François Longin, professeur de finance à l’ESSEC Business School, publie un ouvrage en collaboration avec plus de 40 contributeurs du monde entier, baptisé « Extreme Events in Finance: A Handbook of Extreme Value Theory and its Applications ». Depuis plusieurs années maintenant, l’enseignant-chercheur s’appuie sur « la théorie des valeurs extrêmes » pour mieux mesurer les risques de marché.

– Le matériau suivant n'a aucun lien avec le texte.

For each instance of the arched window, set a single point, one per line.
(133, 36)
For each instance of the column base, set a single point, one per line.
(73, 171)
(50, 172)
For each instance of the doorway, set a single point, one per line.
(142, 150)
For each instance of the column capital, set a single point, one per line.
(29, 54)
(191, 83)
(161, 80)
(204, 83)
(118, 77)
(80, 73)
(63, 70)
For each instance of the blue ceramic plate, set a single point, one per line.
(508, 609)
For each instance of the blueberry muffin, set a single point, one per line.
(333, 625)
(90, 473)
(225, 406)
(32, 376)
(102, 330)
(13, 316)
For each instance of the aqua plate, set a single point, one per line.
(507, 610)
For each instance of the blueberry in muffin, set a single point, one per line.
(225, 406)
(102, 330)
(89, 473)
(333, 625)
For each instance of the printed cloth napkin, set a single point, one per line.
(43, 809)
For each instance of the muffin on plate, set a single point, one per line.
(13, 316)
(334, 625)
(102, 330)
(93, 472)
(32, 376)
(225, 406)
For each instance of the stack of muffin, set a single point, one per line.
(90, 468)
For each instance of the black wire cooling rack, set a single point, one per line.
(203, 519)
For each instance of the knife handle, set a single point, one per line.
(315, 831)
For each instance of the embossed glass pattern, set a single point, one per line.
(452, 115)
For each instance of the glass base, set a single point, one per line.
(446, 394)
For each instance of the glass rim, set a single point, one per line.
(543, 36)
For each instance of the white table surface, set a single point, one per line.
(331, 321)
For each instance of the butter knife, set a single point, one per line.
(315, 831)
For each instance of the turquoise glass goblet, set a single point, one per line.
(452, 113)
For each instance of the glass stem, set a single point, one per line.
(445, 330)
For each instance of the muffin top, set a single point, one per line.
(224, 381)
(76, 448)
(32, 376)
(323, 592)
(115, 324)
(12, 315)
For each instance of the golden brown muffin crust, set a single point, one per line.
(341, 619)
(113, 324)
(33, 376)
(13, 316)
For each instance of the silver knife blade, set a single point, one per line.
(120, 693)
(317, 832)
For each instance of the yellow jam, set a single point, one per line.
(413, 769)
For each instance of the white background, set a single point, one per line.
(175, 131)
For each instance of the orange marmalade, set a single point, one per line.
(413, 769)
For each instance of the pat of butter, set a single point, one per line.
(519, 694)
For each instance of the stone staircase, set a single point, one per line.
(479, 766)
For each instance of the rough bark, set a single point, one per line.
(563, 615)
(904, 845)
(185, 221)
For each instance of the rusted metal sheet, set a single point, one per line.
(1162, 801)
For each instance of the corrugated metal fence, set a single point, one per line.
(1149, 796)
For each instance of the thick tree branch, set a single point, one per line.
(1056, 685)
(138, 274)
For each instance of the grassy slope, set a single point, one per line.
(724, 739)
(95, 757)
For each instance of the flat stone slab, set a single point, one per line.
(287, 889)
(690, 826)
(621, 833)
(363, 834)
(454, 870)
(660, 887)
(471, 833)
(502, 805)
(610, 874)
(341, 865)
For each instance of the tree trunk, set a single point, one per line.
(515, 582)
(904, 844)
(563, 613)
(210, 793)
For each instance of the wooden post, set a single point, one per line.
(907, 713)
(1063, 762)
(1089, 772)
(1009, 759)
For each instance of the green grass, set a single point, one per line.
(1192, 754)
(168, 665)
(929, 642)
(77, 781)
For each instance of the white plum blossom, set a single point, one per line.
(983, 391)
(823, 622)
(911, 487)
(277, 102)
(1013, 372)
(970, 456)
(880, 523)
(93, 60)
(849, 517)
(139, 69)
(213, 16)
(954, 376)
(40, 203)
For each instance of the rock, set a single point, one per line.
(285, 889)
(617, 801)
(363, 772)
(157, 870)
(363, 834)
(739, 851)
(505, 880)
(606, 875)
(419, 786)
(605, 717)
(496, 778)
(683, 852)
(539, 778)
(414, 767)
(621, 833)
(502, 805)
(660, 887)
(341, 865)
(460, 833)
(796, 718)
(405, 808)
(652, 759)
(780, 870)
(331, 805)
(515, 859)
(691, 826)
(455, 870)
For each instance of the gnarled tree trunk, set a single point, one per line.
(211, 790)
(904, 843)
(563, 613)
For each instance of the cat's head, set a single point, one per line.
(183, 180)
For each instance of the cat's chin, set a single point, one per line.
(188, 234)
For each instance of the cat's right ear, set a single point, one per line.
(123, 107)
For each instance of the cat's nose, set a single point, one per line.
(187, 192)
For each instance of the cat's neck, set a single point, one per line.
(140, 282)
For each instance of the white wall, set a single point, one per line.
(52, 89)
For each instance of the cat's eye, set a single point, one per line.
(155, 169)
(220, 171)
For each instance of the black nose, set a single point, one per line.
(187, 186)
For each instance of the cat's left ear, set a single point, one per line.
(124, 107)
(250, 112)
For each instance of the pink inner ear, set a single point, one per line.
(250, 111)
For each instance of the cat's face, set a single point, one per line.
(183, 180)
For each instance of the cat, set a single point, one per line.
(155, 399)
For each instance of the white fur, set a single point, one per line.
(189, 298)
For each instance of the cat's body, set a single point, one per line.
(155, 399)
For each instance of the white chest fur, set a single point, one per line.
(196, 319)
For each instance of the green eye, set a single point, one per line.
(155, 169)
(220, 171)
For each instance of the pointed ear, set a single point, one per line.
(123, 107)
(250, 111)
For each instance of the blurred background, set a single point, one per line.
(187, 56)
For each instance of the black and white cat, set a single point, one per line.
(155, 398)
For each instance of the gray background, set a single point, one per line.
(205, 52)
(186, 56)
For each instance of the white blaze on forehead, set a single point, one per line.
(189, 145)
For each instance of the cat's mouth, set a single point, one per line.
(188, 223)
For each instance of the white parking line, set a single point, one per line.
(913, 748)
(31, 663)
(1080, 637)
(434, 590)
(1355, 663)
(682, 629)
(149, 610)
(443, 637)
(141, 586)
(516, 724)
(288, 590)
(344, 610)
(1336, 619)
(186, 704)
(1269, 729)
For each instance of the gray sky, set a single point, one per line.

Le Krach boursier à New York en 1929, la bulle internet en 2000, la crise des subprimes en 2007… L’histoire est jalonnée de crises monétaires et financières, ayant impacté plus ou moins fortement l’économie mondiale. François Longin a fait de ces évènements extrêmes la base de ses travaux de recherche. Depuis 1994, il s’appuie sur une ication financière de la théorie des valeurs extrêmes pour mesurer les risques sur les marchés financiers. Pourtant, François Longin n’était pas forcément prédestiné à s’intéresser à cet aspect du monde de la finance. Il faudra la conjonction de deux évènements lors de ses études pour aboutir à cet intérêt. Étudiant à l’École nationale des Ponts et Chaussées, il suit en 1989 un cours de modélisation qui le passionne. « Cet enseignement présentait la théorie des valeurs extrêmes, raconte François Longin. On l’utilisait pour définir la taille des ouvrages pour résister à des évènements extrêmes comme les tremblements de terre ou les tornades. Beaucoup de chercheurs hollandais s’y sont intéressés pour dimensionner les digues, suite au raz-de-marée meurtrier de 1953.»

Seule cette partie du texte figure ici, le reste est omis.